Statistical testing will be performed for the outcome of overall survival for select comparison groups. The survival analyses are exploratory in nature and statistical testing will be performed only if there are at least 50 patients in each group. Survival analyses will adjust for covariates. Due to the limited number of patients expected in some of the subgroups, only 5-10 covariates will be included in the models to avoid overfitting the data. The following demographic covariates will be included in all statistical models: patient age, sex, health plan type, geographic region, and Deyo Comorbidity Index score [10]. Additional potential covariates to be included in each model will be selected according to their bivariate statistical significance (P<.05) with the outcome. These potential covariates include disease stage at initial diagnosis, smoking status, race/ethnicity, body mass index, and date of first diagnosis. No adjustment will be made for multiple testing.

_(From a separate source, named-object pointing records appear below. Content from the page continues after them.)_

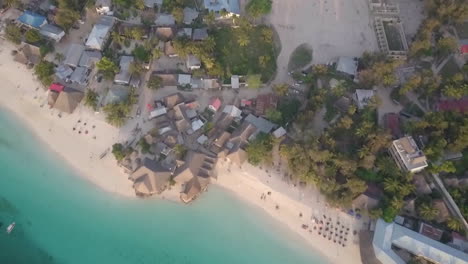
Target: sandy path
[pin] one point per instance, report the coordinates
(81, 151)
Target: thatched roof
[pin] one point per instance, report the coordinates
(196, 165)
(191, 191)
(52, 97)
(150, 178)
(67, 101)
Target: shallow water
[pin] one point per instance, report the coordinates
(62, 218)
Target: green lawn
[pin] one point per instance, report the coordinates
(244, 60)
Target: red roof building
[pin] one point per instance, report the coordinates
(215, 104)
(56, 87)
(265, 102)
(392, 123)
(460, 105)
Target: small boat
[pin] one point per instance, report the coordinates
(10, 227)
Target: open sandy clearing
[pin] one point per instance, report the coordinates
(331, 27)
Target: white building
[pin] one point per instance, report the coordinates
(388, 235)
(103, 7)
(232, 7)
(100, 33)
(407, 155)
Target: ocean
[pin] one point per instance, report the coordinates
(62, 218)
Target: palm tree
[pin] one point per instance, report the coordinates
(396, 203)
(391, 185)
(243, 40)
(427, 212)
(406, 189)
(454, 224)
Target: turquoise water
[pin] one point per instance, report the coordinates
(64, 219)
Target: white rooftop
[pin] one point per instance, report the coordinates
(232, 110)
(388, 234)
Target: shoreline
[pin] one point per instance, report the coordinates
(250, 183)
(22, 98)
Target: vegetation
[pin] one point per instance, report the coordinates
(257, 8)
(68, 12)
(107, 67)
(180, 151)
(259, 150)
(13, 33)
(117, 113)
(300, 57)
(246, 50)
(378, 70)
(281, 89)
(45, 71)
(120, 152)
(254, 81)
(445, 131)
(91, 99)
(145, 147)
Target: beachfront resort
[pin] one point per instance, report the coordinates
(345, 120)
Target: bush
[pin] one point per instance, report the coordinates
(257, 8)
(13, 33)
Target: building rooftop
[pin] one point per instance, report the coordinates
(388, 234)
(32, 19)
(410, 153)
(231, 6)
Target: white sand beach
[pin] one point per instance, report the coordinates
(24, 96)
(286, 202)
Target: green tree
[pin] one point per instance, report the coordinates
(13, 33)
(141, 54)
(281, 89)
(44, 71)
(178, 14)
(427, 212)
(259, 149)
(254, 81)
(391, 185)
(446, 46)
(91, 99)
(257, 8)
(32, 36)
(119, 151)
(59, 57)
(454, 224)
(154, 82)
(107, 67)
(180, 151)
(145, 147)
(243, 39)
(274, 115)
(66, 18)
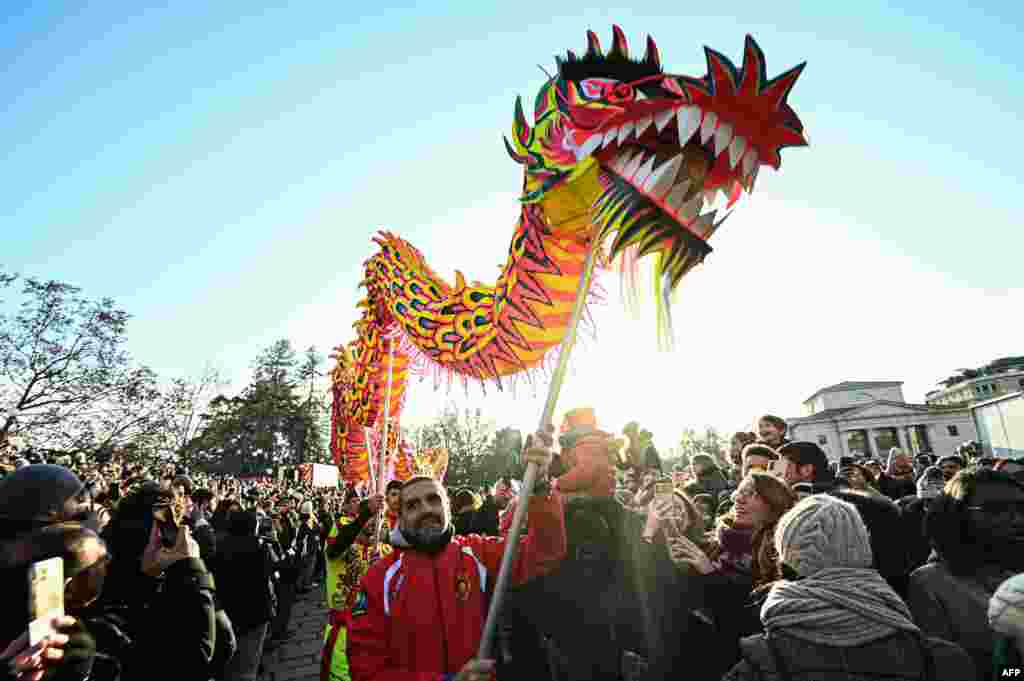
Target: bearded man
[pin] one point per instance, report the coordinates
(420, 611)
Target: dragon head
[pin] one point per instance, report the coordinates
(668, 150)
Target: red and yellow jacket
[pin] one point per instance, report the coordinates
(419, 618)
(591, 467)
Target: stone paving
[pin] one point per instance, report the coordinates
(298, 657)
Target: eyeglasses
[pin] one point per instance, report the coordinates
(999, 510)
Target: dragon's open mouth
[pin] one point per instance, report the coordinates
(666, 158)
(673, 152)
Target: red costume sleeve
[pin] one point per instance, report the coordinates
(584, 475)
(369, 637)
(540, 551)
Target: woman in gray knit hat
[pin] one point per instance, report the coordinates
(833, 616)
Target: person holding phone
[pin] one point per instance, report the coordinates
(157, 583)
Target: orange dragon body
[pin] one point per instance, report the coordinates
(642, 162)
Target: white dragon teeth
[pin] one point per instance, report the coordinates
(662, 119)
(688, 120)
(623, 160)
(723, 135)
(691, 208)
(644, 171)
(708, 127)
(662, 179)
(701, 226)
(736, 150)
(589, 146)
(609, 137)
(631, 168)
(626, 131)
(643, 124)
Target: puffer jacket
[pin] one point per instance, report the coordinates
(419, 616)
(956, 607)
(897, 657)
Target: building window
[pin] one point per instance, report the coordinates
(885, 439)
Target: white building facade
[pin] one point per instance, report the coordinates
(858, 418)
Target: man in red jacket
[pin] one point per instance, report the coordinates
(420, 611)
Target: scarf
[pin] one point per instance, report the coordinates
(430, 545)
(837, 606)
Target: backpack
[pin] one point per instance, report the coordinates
(782, 670)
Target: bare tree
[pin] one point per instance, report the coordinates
(186, 400)
(66, 380)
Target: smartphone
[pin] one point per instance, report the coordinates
(45, 597)
(166, 526)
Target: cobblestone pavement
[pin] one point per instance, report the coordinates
(298, 657)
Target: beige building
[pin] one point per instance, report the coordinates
(856, 418)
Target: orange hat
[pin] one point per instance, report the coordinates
(580, 419)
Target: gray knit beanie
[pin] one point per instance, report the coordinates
(822, 531)
(1006, 609)
(931, 482)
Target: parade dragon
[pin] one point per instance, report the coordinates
(622, 157)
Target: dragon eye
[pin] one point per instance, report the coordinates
(621, 92)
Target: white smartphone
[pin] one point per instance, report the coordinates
(45, 597)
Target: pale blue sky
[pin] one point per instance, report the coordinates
(219, 168)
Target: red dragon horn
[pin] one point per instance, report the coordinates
(619, 45)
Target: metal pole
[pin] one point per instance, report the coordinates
(384, 438)
(529, 478)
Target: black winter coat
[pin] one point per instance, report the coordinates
(888, 542)
(898, 657)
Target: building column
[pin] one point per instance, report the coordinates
(844, 445)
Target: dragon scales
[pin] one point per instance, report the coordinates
(620, 152)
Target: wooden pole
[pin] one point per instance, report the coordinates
(381, 482)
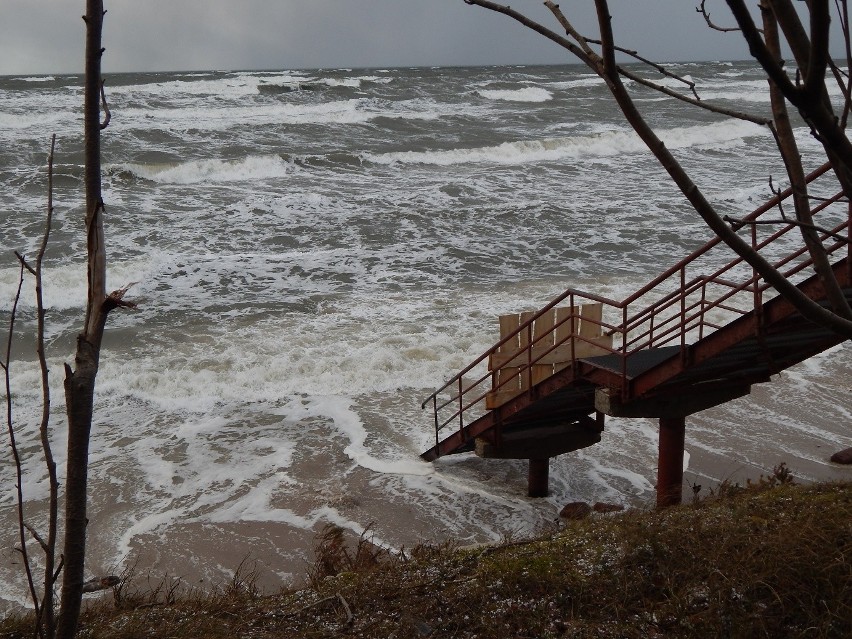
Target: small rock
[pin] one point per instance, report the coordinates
(842, 457)
(601, 507)
(576, 510)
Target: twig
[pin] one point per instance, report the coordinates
(13, 444)
(36, 536)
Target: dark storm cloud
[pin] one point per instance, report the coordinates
(45, 36)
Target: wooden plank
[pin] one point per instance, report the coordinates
(563, 332)
(506, 382)
(524, 339)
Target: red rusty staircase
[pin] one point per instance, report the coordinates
(696, 336)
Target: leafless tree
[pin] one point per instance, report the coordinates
(805, 90)
(80, 379)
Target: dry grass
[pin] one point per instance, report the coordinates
(767, 560)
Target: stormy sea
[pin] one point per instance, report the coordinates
(313, 252)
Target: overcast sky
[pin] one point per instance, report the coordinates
(46, 36)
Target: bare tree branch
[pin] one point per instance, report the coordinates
(605, 66)
(738, 223)
(13, 442)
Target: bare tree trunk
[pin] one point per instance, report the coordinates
(80, 382)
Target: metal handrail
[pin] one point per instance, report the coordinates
(665, 320)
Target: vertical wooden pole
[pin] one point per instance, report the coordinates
(670, 464)
(537, 485)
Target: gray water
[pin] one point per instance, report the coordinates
(313, 252)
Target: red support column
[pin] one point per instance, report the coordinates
(670, 464)
(537, 485)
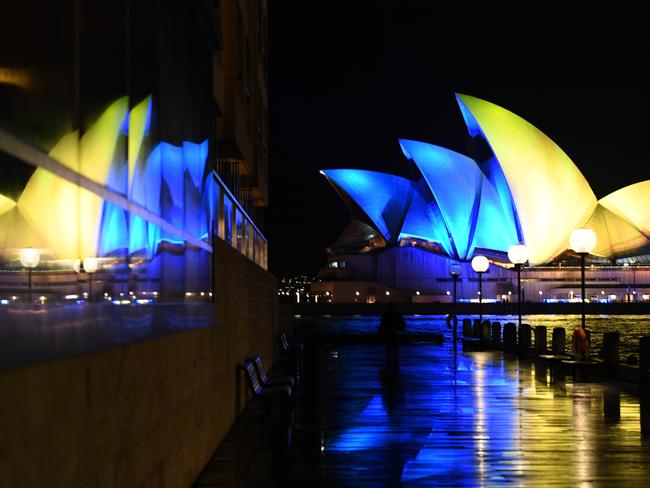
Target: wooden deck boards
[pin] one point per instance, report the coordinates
(435, 418)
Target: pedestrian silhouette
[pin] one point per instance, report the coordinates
(391, 324)
(580, 343)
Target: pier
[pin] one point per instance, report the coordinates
(439, 416)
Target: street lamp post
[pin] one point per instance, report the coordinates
(29, 258)
(90, 266)
(480, 265)
(582, 241)
(518, 255)
(455, 270)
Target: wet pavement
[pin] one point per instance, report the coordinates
(435, 417)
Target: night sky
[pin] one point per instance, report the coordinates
(351, 77)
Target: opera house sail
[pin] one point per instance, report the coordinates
(525, 190)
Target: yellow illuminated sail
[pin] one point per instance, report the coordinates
(550, 194)
(615, 237)
(6, 204)
(65, 216)
(632, 203)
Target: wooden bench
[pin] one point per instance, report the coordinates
(289, 347)
(265, 380)
(269, 396)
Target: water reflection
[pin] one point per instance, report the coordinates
(44, 333)
(477, 419)
(630, 327)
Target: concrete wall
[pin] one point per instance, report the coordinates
(148, 414)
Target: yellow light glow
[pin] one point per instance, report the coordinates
(631, 203)
(614, 235)
(552, 197)
(60, 215)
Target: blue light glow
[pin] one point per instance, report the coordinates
(455, 181)
(492, 170)
(472, 124)
(383, 197)
(423, 221)
(114, 234)
(492, 230)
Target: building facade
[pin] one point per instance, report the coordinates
(133, 146)
(518, 188)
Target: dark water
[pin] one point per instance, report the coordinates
(630, 327)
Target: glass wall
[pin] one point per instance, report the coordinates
(118, 97)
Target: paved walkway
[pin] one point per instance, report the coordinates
(433, 417)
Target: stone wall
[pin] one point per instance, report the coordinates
(147, 414)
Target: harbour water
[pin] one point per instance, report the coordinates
(630, 327)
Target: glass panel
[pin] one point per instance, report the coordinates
(228, 219)
(239, 221)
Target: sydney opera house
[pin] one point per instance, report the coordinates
(518, 188)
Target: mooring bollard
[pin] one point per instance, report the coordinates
(525, 338)
(496, 334)
(510, 337)
(611, 344)
(559, 340)
(644, 359)
(612, 405)
(467, 327)
(485, 332)
(540, 339)
(476, 331)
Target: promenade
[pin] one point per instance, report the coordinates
(435, 417)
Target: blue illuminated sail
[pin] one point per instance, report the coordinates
(455, 181)
(384, 198)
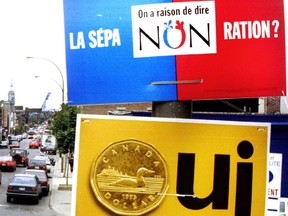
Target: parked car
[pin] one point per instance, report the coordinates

Interim analyses for the descriptive/noncomparative endpoints are planned at semi-annual intervals through 2018. These descriptive data may be useful to inform the development of new trials or may be informative as to the changing nature of NSCLC care during the study period.

Discussion

Principal Considerations

Observational research can provide highly generalizable data and can be used to conduct comparative effectiveness research as a complement to RCTs [11]. When designed appropriately, data from retrospective sources can be used to address scientific questions in a timely and cost-effective manner. The RESOUNDS study has been designed to address complex questions in the care of patients with NSCLC during a time where treatment strategies are changing and evolving. Rather than predefine the sequences of interest, this study will examine how physicians are treating patients and the outcomes associated with these sequences. As with observational study designs, these data will result in hypothesis-generating rather than definitive results from a priori hypotheses. However, these data may be used to guide the development of future RCTs, to better understand the optimal sequences, and to inform evidence-based medicine. At this time, little is known about the sequence of care for NSCLC, and this study will provide a robust dataset from which to address these and future research questions.

Limitations

Limitations of these data may include undercollected or missing data. For example, ECOG performance status, while a standard data item in cancer RCTs, is not routinely collected in patient care settings and may not be available for all patients. Similarly, tumor growth and progression is not commonly defined per RECIST criteria outside of a clinical trial setting and may not be applied to all imaging reports. Therefore, some of the research questions of interest may have underpopulated data. Similarly, while PD-L1 status may be an important research question, it is not currently being evaluated in the majority of NSCLC patients. This may result in a relatively small population that cannot be statistically compared or may result in the inability to evaluate patient outcomes by PD-L1 status. Therefore, as the data are not known until the time of analysis, no adjustments will be made to any study objective and no imputations will be made for missingness. As the comparative analyses are largely exploratory in nature, these will be conducted only if there is a sufficient sample with complete data.

Conclusion

The RESOUNDS cohort study is a novel approach to building a comprehensive dataset that mimics a prospective observational study using real-world data sources. This study will provide timely information on the sequencing of treatments for patients with NSCLC.